Room i (tablinum)

Description

A. Karivieri & R. Forsell

The almost square room was fully opened towards the atrium and had a wide opening towards the peristyle. A mosaic border serving as threshold separates the mosaic floor of the atrium from that of the tablinum. A raised marble threshold leads to the western portico of the peristyle garden, situated at a slightly higher level. The importance of the room is revealed by its high-quality painted decoration, belonging to the late Third Style, characterized by the rich miniature execution of the ornamental details of the frameworks. The stylistic dating is attributed to the early 40s. The two main walls closely correspond in layout and complex designs, whereas the decoration of the load bearing pylons framing the exit towards the garden consists in main of a sole candelabrum.
The main layout follows the tripartite scheme, three fields in width and three zones in height. The walls still give a good idea about the original decoration but several of the figurative panels of the middle zone have been detached and moved to the MANN. The lower zone (dado) is badly damaged, and the upper zone is missing. However, exception made for the upper zone of the main walls, most missing parts are known thanks to early documentation in text, painting and photography. In the middle zone all yellow is the background colour in all fields but one, which is red. In the late 19th century, both Mau and Presuhn state that all fields were cinober red, which means that the yellow operated as base for the more expensive pigment.

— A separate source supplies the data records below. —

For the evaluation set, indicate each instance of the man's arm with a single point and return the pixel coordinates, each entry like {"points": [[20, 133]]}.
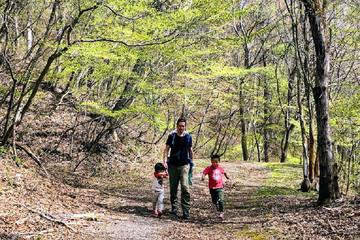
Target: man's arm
{"points": [[165, 155], [191, 154]]}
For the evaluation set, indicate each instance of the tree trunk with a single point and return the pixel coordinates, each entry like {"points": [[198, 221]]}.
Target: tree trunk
{"points": [[329, 188]]}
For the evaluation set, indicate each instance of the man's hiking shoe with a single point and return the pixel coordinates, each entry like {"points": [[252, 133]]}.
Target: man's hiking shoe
{"points": [[174, 211], [155, 213], [186, 214]]}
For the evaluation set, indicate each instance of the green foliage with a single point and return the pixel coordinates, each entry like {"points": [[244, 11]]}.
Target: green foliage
{"points": [[284, 179]]}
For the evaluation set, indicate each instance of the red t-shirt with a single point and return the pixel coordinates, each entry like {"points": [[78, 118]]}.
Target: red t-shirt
{"points": [[215, 176]]}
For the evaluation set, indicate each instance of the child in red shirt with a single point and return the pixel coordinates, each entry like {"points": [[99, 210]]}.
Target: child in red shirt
{"points": [[158, 187], [216, 185]]}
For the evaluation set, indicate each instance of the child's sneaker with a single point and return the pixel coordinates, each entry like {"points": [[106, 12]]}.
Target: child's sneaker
{"points": [[155, 213]]}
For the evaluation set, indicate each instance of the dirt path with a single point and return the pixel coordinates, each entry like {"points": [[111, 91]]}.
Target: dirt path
{"points": [[120, 212], [132, 218]]}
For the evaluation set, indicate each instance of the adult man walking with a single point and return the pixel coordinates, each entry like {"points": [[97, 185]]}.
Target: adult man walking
{"points": [[179, 142]]}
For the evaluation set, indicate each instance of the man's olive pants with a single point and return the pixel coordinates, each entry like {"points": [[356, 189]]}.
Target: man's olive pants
{"points": [[179, 174]]}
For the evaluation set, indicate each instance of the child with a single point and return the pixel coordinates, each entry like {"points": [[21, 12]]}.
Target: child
{"points": [[215, 172], [158, 201]]}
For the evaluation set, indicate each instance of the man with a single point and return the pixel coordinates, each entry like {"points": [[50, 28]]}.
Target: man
{"points": [[179, 143]]}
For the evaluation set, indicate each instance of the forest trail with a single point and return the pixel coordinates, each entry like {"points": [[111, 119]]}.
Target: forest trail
{"points": [[249, 213], [132, 217], [255, 208]]}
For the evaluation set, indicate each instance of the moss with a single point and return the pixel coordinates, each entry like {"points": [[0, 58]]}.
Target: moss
{"points": [[284, 179], [255, 235]]}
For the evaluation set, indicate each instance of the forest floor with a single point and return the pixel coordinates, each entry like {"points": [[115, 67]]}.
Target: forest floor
{"points": [[262, 202]]}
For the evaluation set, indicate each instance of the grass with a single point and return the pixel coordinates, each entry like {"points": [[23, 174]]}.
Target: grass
{"points": [[284, 179], [256, 235]]}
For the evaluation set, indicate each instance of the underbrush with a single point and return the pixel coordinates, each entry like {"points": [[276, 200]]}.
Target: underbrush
{"points": [[284, 179]]}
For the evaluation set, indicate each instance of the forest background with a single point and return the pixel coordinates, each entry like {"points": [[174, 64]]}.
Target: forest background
{"points": [[90, 86]]}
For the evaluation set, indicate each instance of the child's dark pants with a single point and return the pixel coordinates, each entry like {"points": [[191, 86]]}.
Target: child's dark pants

Slender columns, set against a stripe of yellow, separate the fields. Higher than the fields, they create an impression of perspective. They stand on bases situated inside the predella that separates the dado and the middle zone. Their upper parts go missing when entering the upper zone. A horizontal border crowns the predella and constitutes the baseline for the vertical framing borders which on each side of the columns support the upper borders of the fields.

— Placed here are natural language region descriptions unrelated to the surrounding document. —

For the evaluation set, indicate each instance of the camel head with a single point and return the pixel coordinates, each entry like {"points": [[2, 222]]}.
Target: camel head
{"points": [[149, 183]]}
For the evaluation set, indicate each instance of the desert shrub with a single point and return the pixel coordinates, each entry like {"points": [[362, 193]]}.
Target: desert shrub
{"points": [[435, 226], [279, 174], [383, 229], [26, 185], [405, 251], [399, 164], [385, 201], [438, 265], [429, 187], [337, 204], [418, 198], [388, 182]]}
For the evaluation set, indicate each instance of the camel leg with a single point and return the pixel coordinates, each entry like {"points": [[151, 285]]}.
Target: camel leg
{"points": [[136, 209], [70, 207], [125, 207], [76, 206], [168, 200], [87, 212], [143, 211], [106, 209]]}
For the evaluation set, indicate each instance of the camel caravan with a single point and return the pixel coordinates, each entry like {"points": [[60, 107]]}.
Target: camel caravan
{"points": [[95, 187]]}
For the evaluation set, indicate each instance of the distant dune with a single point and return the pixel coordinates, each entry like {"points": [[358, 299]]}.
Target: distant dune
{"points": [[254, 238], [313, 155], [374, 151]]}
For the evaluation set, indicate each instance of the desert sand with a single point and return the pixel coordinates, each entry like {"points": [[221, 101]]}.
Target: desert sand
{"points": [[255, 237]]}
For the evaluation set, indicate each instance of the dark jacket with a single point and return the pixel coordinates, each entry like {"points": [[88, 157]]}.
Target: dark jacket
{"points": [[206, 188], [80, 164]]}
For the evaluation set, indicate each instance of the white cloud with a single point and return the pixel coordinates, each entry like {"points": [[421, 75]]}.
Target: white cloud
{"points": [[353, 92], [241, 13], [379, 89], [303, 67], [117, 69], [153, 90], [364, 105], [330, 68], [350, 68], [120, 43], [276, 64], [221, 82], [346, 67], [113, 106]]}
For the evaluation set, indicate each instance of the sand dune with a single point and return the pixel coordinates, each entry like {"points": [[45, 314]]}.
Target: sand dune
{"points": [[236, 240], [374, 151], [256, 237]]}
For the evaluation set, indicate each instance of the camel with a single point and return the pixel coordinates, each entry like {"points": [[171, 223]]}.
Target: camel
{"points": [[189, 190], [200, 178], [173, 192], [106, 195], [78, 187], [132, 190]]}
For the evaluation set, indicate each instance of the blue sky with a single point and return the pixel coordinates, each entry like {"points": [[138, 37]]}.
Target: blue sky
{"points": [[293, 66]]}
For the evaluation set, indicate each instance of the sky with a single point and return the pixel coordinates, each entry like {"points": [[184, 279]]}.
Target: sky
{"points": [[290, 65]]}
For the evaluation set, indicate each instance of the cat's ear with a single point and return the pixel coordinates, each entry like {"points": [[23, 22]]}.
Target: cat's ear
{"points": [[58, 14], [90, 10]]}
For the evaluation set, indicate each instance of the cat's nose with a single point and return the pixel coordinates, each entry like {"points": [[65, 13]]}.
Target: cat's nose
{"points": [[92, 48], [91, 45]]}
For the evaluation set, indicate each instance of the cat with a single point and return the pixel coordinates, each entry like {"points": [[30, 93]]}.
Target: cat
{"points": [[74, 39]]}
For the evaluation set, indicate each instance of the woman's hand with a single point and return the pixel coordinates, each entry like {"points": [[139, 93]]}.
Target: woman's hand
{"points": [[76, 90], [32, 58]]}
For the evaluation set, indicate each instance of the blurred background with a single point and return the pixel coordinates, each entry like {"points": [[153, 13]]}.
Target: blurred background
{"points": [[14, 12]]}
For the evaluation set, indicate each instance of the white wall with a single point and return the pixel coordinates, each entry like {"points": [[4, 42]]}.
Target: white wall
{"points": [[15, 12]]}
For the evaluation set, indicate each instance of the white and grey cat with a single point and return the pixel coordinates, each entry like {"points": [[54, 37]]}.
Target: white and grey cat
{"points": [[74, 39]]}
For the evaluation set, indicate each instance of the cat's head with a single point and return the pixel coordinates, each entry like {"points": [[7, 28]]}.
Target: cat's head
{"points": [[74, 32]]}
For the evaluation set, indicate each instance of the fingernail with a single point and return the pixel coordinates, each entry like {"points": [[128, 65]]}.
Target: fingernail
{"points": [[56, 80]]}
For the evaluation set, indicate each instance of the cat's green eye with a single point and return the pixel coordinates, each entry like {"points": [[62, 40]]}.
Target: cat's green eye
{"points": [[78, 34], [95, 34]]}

The central and most complex field is configurated as an aedicula with two slender columns in antis carrying an architrave, and above an upper floor consisting of six columns supporting a domed roof, or velum. The vertical framing borders inscribe the whole design, including its fictive rear wall decoration, that is the figurative panel and its black dado. The side fields are less complicated. The figurative panels are set as though middle pictures on a textile velum attached to hooks on each long side and more open on the short sides to billow in the wind.